= Kamila Tuszyńska =

Kamila Tuszyńska – PhD in humanities (literary, linguistics, culture and media studies), a narratologist, researcher in media studies and comics theoretician.

A lecturer, speaker, columnist and peer reviewer for "Zeszyty Komiksowe" [Comic Books], journal co-financed by the Ministry of Culture and National Heritage of the Republic of Poland; a member of the editorial staff of "Napis" magazine published by the Institute of Literary Research of the Polish Academy of Sciences (IBL PAN).

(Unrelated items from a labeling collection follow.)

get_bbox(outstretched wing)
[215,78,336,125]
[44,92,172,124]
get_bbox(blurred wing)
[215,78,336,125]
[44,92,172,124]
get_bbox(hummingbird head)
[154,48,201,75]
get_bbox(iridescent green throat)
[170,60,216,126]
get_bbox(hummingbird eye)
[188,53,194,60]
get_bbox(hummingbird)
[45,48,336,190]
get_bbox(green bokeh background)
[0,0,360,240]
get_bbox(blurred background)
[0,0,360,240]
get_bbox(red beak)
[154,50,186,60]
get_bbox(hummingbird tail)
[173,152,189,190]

An author of articles and papers about comics and an author of the very first book (Narracja w powieści graficznej, Warsaw, Wydawnictwo Naukowe PWN [Polish Scientific Publishers PWN], 2015, ISBN 9788301185527; [Narratology of Graphic Novels: an Introduction]), exclusively devoted to narrative strategies in American and European graphic novels, in which she comments on the 371 original source texts from the research areas from the USA, Western Europe, Central and Eastern Europe and proposes brand new research tools, terms and concepts.

== Career ==
She defended a doctoral dissertation entitled Narrative strategies in comics. Between elite and popular culture at the Department of Rhetoric and Media, University of Warsaw.

A member of the Third Regions of Literature Studies Group affiliated with the Polish Academy of Sciences (PAN) and of the Laboratory of Occasional and Applied Literature, University of Warsaw, where her subject matter is comics.

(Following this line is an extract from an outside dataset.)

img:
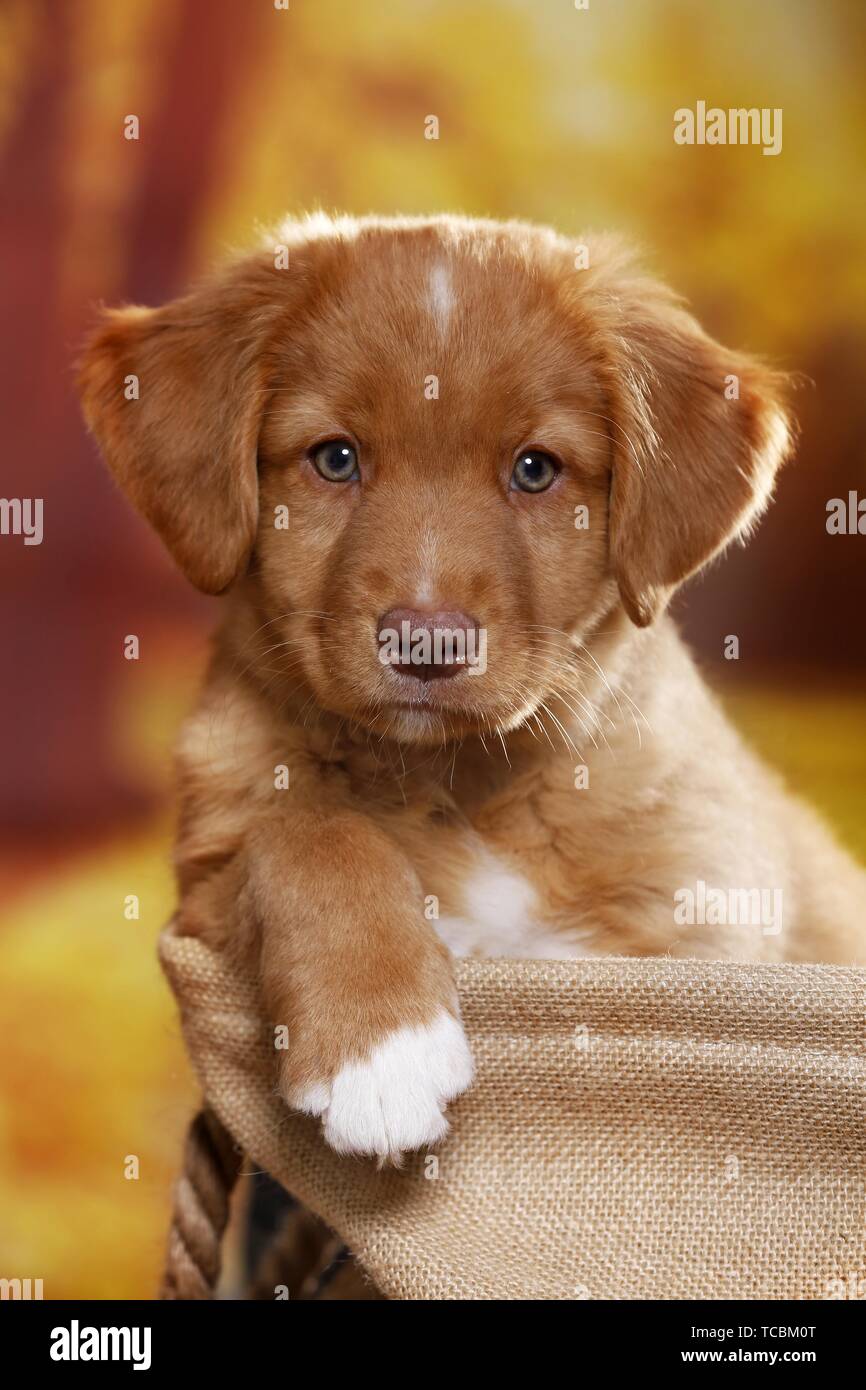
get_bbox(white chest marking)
[428,264,455,335]
[434,851,592,960]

As a narratologist, she is a member of the European Narratology Network (ENN) and of the International Society for the Study of Narrative (ISSN).

As a comics theoretician, she is the only one Polish member of the International Bande Dessinée Society (IBDS), the Nordic Network for Comics Research (NNCORE) and of the Comics Studies Society (CSS),

A speaker at international comics conferences, including the Comic Con (California).

For years, in various institutions she has been conducting thesis seminars and original courses, such as: the poetics of comics, verbal-and-visual workshops, artistic and applied narratives, writing on the Internet: theory and practice, workshops for columnists, journalism and press workshops, as well as local and environmental media.

Featured as an expert in the media, including Polish television: TVP Info, TVP Kultura, radio: Tok FM, Czwórka Polskie Radio, Trójka - Program Trzeci Polskiego Radia, Program 1 Polskiego Radia, Program 2 Polskiego Radia, Radio RDC, Kampus and press: Newsweek, Gazeta Prawna, bankier.pl, NaTemat.pl.